Are you using our SaaS platform (Baserow.io) or self-hosting Baserow?
Self-hosted
If you are self-hosting, what version of Baserow are you running?
1.31
If you are self-hosting, which installation method do you use to run Baserow?
Docker Container
What are the exact steps to reproduce this issue?
This is not an issue.
I just wonder what to consider when setting page size limit in baserow.
I need to fetch up to 5000 rows as quickly as possible and I think if I fetched them with a higher page size limit (1000/ 5000), that would be quicker? What should I consider in terms of system load etc.?
Maybe additionally: What are other ways to increase API speed on a single API call? Would using only particular “include” fields help? RAM / CPU? Workers?

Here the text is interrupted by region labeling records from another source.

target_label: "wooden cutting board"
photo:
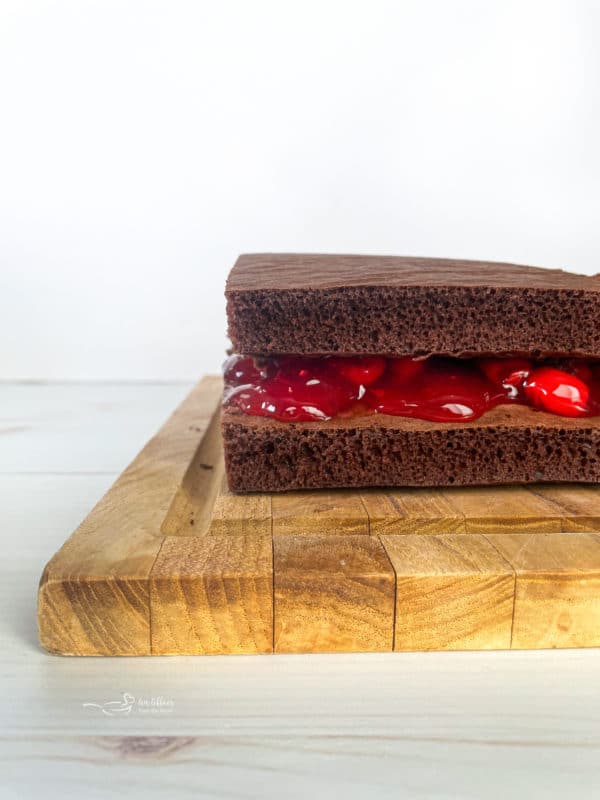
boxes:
[38,377,600,655]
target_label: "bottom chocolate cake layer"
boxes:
[222,405,600,492]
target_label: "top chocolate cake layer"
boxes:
[226,253,600,358]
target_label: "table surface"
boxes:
[0,383,600,800]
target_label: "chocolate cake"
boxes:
[225,254,600,357]
[222,254,600,492]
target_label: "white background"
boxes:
[0,0,600,379]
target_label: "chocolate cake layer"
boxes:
[226,254,600,358]
[222,406,600,492]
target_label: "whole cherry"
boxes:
[525,367,590,417]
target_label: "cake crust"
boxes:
[225,254,600,358]
[222,406,600,492]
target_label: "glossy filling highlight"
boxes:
[223,355,600,422]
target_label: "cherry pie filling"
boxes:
[223,355,600,422]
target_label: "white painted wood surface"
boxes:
[0,384,600,800]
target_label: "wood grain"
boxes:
[38,378,600,655]
[487,533,600,649]
[444,486,562,533]
[208,468,272,536]
[381,534,515,650]
[529,483,600,531]
[150,533,273,655]
[38,378,221,655]
[273,534,395,653]
[361,489,465,534]
[271,489,369,536]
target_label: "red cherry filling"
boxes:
[224,356,600,422]
[478,358,532,398]
[328,356,386,386]
[525,367,590,417]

Increasing that variable allows requesting more rows per request, but it’s also used by the notification system and row history. As a result, more rows will be returned there as well by default, making initial requests slower when dealing with large amounts of data.
How much slower depends on many factors, so it’s difficult to give a precise estimate. You can try increasing it to 500 first, then 1000, and observe the impact. In production, we found that 200 was a good balance since tables can have many fields, but your case might be different.
Another approach is to send multiple requests in parallel for different “pages” using limit and offset. It won’t be as fast as a single request for all 5000 rows, but if your system can handle multiple concurrent requests, you can achieve similar response times without making drastic changes to that variable.
The biggest performance impact when dealing with large datasets comes from serializing fields in the response. The fewer fields included, the less data needs to be serialized and transmitted. Using include selectively would likely have the most significant effect when handling many rows.